TRIBUNE. L’Afrique centrale a été épargnée par les coups d’État militaires auxquels nous ont habitués certains pays de la Communauté des États d’Afrique de l’Ouest (CEDEAO) depuis quelque temps. Cela peut se comprendre au regard de la réalité des régimes politiques en place et de la conscience politique des populations. Mais le coup d’État au Gabon semble avoir pris tout le monde de court. Doit-on y voir la suite logique de la dynamique qui a commencé en Afrique de l’Ouest ? Pas sûr.
Sans tomber dans le piège des analogies abusives, on peut s’avancer à dire que ce coup d’État semble répondre à la même logique que celui du Niger. On a assisté à une révolution de palais, qui pourrait toutefois ouvrir de nouvelles perspectives pour le pays. Rien n’est figé. Tout va dépendre de la dynamique interne, notamment de la manière dont les militaires et les civils vont s’entendre pour gérer l’après Ali Bongo.
Au niveau régional, ce qui vient de se passer au Gabon pourrait marquer un tournant dans l’histoire politique de cette sous-région où règnent des autocrates arrivés aux affaires après des guerres sanglantes ou des coups d’État violents. Quatre pays sont à surveiller : le Cameroun, le Congo-Brazzaville, la RD Congo et… le Rwanda, qui navigue entre l’Est et le centre du continent. On peut également penser au Tchad, mais limitons-nous à ces quatre-là d’abord.
Le cas de ces pays est intéressant dans la mesure où les structures des pouvoirs en place et les luttes de positionnement (à l’exception du Rwanda) qui s’y déroulent les prédisposent à des putsch.
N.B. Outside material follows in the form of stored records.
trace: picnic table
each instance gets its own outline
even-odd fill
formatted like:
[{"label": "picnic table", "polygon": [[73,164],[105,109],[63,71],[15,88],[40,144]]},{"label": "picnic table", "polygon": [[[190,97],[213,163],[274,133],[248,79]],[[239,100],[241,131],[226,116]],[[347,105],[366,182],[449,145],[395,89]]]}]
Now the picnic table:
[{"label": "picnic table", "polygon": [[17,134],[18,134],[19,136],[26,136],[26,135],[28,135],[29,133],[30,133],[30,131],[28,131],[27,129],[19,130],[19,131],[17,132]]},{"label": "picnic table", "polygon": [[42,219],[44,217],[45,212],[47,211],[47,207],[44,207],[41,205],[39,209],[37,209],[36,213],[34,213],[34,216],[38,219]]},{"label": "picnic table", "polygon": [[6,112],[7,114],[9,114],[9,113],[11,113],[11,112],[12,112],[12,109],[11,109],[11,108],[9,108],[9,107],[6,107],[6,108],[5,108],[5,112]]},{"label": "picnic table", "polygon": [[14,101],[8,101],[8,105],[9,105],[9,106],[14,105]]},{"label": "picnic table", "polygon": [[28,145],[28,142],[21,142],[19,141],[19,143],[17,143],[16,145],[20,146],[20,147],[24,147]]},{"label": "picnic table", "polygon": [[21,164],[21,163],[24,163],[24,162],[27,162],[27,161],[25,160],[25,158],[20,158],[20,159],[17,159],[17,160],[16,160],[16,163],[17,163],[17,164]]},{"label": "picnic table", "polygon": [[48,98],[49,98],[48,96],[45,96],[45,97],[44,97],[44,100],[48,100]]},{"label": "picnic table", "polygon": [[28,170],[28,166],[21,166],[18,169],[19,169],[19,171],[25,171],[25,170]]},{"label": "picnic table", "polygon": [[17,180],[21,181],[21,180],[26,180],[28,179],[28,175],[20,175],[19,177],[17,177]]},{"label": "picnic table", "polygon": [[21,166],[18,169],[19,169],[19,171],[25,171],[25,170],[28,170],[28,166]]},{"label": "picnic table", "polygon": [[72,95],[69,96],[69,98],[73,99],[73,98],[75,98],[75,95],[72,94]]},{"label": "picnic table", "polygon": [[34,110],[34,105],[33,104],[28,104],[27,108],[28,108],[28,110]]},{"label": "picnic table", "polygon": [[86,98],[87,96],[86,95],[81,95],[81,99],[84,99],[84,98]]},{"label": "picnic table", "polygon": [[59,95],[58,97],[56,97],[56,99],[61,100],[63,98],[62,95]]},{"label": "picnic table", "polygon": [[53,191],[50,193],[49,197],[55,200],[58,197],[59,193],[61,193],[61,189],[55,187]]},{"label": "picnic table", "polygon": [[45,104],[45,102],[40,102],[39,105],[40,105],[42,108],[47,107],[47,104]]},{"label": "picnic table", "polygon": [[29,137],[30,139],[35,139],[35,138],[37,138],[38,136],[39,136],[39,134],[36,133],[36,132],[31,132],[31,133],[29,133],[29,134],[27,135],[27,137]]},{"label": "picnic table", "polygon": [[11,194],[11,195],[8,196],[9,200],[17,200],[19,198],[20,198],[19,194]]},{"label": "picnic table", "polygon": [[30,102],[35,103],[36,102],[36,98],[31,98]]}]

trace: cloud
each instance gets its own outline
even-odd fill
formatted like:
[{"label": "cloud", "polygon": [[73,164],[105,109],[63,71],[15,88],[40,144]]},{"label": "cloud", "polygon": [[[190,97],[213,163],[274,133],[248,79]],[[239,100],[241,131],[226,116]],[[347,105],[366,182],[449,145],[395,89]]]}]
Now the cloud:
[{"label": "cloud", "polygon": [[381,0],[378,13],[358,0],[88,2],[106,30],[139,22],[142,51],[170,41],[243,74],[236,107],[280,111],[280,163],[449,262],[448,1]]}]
Au Congo-Brazza et au Cameroun, on a des dirigeants vieillissants (Denis Sassou-Nguesso et Paul Biya) qui ont mis en place des systèmes « mafieux » qui régentent la gestion de leur pays depuis des décennies au mépris de la raison. Ces systèmes, qui tiennent encore parce que tout le monde au sein de la nomenklatura « mange » à sa faim, sont très fragiles.
À Brazzaville, on pourrait assister à des tentatives de coup d’État si le président Sassou s’aventure à imposer son fils Denis Christel comme son successeur. À Yaoundé, c’est l’armée qui pourrait départager les prétendants au trône, qui semblent être engagés dans une guerre de succession de plus en plus violente qui ne dit pas encore son nom. S’agissant de la RD Congo, c’est la situation sociopolitique et sécuritaire qui prédispose le pays à un coup d’État ou à des troubles qui pourraient conduire à un putsch. Lequel putsch bénéficiera à coup sûr des mains extérieures.
Le Rwanda est un cas particulier dans la mesure où c’est un homme, Paul Kagame, qui tient son pays d’une main de fer en entretenant un climat de suspicion et de terreur inimaginable à tous les niveaux de l’État et des services de sécurité. Cette façon de faire lui a permis d’exercer un contrôle absolu sur le pays et les services de sécurité depuis 30 ans maintenant. Mais attention ! Le Rwanda est une bombe à retardement en termes de frustrations. Le ressentiment, la haine et la jalousie rôdent de colline en colline, et ce au plus haut niveau du pouvoir. C’est une véritable marmite explosive au cœur de l’Afrique, et Paul Kagame, qui n’est pas beaucoup apprécié des siens, le sait pertinemment. Ce n’est pas pour rien qu’il n’a confiance en personne. Mais alors personne…
Pour finir, il convient de souligner que la garde prétorienne de la grande majorité des régimes en Afrique subsaharienne francophone a toujours été constituée sur une base ethnotribale. Mais avec ce qui s’est passé en Guinée, au Niger et maintenant au Gabon, les chefs d’État d’Afrique centrale vont devoir changer d’approche dans la constitution de leur dispositif sécuritaire. Je ne serais donc pas surpris de les voir réorganiser leur appareil sécuritaire dans les semaines et mois à venir.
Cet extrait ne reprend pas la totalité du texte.